Ablation: is when a glacier melts.
Types of erosion: abrasion (is when the material carried by a glacier rubs against and it wears away the sides and floor of the valley) and plucking (results from glacial ice freezing onto solid rock, as the glacier moves away it pull with it large pieces of rock).
Corries /cirques/cwms: are deep, rounded hollows with a steep back wall and a rock basin.
Rock lip: rocks are left at the side of the tarn (corrie) making them deeper.
Arêtes: when two or more corries developed back to back or side to side, they erode. The land between them gets narrower until a knife ridged ridge called arête is formed.
Pyramidal peak/horn: where three or more corries cut backwards into the same mountain, a horn develops.
Glacial trough: is where the glacial will pass; generally is the route of an old river.
Truncated spurs: the glacial will pass through the glacial through removing all the interlocking spurs, forming a truncated spur.
Hanging valleys: between the adjacent truncated spurs are hanging valleys (arroyos que salen del costado del rio).
Ribbon lakes: is the result of erosion when a glacier over-deepens part of its valley, and then it full of water.

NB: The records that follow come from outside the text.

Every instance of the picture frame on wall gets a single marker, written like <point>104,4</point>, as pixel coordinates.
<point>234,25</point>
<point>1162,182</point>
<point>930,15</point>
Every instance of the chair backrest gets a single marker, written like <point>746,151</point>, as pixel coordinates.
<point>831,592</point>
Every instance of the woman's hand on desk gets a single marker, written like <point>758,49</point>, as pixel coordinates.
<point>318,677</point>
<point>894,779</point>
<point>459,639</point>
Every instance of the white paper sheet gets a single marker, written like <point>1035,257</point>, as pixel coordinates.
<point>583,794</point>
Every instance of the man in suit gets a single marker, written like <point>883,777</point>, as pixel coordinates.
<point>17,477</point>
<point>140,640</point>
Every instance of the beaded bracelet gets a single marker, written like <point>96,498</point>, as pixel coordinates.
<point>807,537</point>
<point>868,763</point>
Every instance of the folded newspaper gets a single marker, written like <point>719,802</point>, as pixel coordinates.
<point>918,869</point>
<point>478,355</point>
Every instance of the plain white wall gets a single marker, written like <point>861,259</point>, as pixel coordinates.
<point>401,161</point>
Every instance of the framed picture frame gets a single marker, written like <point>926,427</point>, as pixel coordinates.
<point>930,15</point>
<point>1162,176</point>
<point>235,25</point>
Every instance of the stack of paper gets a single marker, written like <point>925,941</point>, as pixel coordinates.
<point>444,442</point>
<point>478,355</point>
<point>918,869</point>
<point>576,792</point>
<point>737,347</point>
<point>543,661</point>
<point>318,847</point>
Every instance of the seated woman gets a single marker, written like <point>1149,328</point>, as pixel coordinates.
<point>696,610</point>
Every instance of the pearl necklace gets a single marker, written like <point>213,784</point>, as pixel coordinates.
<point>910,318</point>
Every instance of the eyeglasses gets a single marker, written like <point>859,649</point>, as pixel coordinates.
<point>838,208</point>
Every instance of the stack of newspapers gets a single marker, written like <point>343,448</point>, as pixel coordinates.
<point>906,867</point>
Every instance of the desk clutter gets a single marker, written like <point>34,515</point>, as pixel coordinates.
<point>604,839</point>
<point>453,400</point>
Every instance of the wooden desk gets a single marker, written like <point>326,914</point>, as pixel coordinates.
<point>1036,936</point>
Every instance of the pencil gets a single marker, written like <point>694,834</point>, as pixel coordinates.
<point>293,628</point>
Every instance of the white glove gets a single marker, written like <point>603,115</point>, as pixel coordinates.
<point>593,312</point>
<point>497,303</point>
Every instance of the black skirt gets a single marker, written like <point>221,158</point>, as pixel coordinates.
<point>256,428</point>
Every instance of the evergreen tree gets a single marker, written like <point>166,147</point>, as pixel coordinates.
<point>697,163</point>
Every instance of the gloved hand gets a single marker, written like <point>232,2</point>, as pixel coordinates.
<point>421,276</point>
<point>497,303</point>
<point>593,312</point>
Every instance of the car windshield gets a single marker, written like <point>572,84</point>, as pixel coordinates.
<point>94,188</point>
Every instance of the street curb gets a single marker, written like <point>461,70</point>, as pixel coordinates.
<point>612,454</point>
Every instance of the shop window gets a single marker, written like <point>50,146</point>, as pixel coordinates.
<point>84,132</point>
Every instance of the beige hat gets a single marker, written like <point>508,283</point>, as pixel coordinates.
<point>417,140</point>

Moraine: is material, wich is transported and later deposited by a glacier. They are 5 types of moraines: lateral moraine (material derived and is carried at the sides of the glacier), medial moraine (is found in the center of the glacier), ground moraine (is material dragged in the glacial floor, it is call till or boulder clay), terminal moraine (material deposited at the end of a glacier) and finally the recessional moraine (material deposited behind, and parallel to, the terminal moraine).